1) Put homeschooling first, for your kids sake

When I began homeschooling, I thought that I would somehow just add homeschool to my  already busy life. It didn’t take long to realize that is impossible. There are only so many hours in the day! I came to the realization that in order to give my children a good education, it would have to be my first concern during “school hours.” I had to commit to the priority of educating my kids. I had to turn off the phone, avoid interruptions, and focus on my children—a very joyful occupation!

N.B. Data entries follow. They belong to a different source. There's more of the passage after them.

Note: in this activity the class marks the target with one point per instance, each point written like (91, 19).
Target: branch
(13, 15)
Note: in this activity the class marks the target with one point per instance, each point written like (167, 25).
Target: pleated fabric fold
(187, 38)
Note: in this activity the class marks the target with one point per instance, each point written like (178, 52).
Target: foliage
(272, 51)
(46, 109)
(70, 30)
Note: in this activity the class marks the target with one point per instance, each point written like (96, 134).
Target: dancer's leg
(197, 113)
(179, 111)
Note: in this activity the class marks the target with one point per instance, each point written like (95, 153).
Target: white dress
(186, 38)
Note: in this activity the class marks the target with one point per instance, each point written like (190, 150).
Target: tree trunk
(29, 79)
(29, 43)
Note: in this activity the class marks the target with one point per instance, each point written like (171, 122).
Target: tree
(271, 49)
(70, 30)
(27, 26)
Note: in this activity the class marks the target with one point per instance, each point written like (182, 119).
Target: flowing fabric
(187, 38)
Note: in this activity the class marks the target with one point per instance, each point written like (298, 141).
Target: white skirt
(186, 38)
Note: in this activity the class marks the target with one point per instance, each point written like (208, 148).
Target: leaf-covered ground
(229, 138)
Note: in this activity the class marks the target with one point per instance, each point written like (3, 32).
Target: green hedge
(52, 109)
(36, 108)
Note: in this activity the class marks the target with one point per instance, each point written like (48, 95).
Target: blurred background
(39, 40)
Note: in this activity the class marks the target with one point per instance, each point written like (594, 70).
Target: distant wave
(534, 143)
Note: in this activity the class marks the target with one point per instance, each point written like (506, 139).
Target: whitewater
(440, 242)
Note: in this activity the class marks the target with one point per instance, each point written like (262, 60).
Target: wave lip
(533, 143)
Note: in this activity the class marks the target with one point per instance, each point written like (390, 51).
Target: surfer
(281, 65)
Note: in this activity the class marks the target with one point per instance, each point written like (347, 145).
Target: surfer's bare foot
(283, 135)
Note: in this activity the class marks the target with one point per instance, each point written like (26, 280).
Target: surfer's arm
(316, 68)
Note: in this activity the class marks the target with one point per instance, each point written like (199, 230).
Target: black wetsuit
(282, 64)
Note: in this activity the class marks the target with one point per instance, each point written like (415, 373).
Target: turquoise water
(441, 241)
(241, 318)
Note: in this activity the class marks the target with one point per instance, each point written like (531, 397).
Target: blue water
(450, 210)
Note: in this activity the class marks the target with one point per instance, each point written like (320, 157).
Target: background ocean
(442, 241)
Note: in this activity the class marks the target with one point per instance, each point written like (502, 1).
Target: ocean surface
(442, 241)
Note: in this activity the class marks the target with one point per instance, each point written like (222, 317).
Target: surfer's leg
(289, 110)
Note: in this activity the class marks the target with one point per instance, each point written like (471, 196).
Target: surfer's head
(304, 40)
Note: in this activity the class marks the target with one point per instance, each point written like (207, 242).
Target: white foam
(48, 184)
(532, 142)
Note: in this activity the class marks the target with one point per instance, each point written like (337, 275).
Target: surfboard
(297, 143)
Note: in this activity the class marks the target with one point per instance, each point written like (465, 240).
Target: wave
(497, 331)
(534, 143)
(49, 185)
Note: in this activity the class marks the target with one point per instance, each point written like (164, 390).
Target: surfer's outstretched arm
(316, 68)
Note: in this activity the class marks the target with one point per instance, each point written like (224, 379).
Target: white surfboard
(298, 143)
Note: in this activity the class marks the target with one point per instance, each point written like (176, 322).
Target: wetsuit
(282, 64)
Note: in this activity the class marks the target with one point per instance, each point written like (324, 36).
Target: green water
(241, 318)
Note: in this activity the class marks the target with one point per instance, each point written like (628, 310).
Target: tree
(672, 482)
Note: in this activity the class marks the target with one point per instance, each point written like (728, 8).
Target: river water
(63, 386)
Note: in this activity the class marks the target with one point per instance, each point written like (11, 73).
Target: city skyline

2) Consider patience as a wonderful virtue homeschooling teaches

As a new homeschooler, I was excited and wanted to tell everyone about my happy new discovery! People seemed to respond to the subject of homeschooling by commenting that they didn’t have the patience for it.  That puzzled me some, as I didn’t suggest that they homeschool, but just wanted to share my own enthusiasm.  A thought began to form in my head whenever I heard a response of “I don’t have patientce.”  When would I really learn patience, if not now?  If I am striving to have a happy family, it seems like a good idea to begin right now. Patience is a skill developed through practice and homeschooling—being with your children daily, gives you lots of practice.

3) Realize you are your child’s best teacher

It’s a good idea to abandon too-difficult learning tasks until the child is more ready, avoiding trying both of our patience!  Organization and preparation will really diffuse a lot of problems. Even with your best effort, sometimes you’ll have a difficult child.  In that case,  it really helps me to think: “If I feel annoyed— I, who love this child so much, who have his future and well being at heart— how would a school teacher feel? I have a vested interest, he is better off with me.”

4) Routine is incredibly helpful because everyone knows what to expect.

Get organized. We have an opening exercise that begins with a pledge, patriotic song, prayer, fun oral quizzing, and me reading aloud. It feels secure to my children to have school start with the same pattern every day. I don’t try to do every subject every day, nor do I think it is wise to break a child’s concentration by changing subjects every 30 minutes. That is not the way you and I enjoy learning. We would rather pursue our interests uninterrupted until our curiosity is satisfied. If you keep getting interrupted, you begin to wonder if it is worth starting anything interesting.

5) Set some ground rules

Some of ours are:

  • All work must be done before play.
  • Doing your best is required.
  • Sloppy work must be redone.
  • A cheerful, helpful, willing attitude is the most important thing you can bring to homeschool.
  • Don’t interrupt while Mom is working with another child. Go on to something else if you’re stuck and Mom is not available.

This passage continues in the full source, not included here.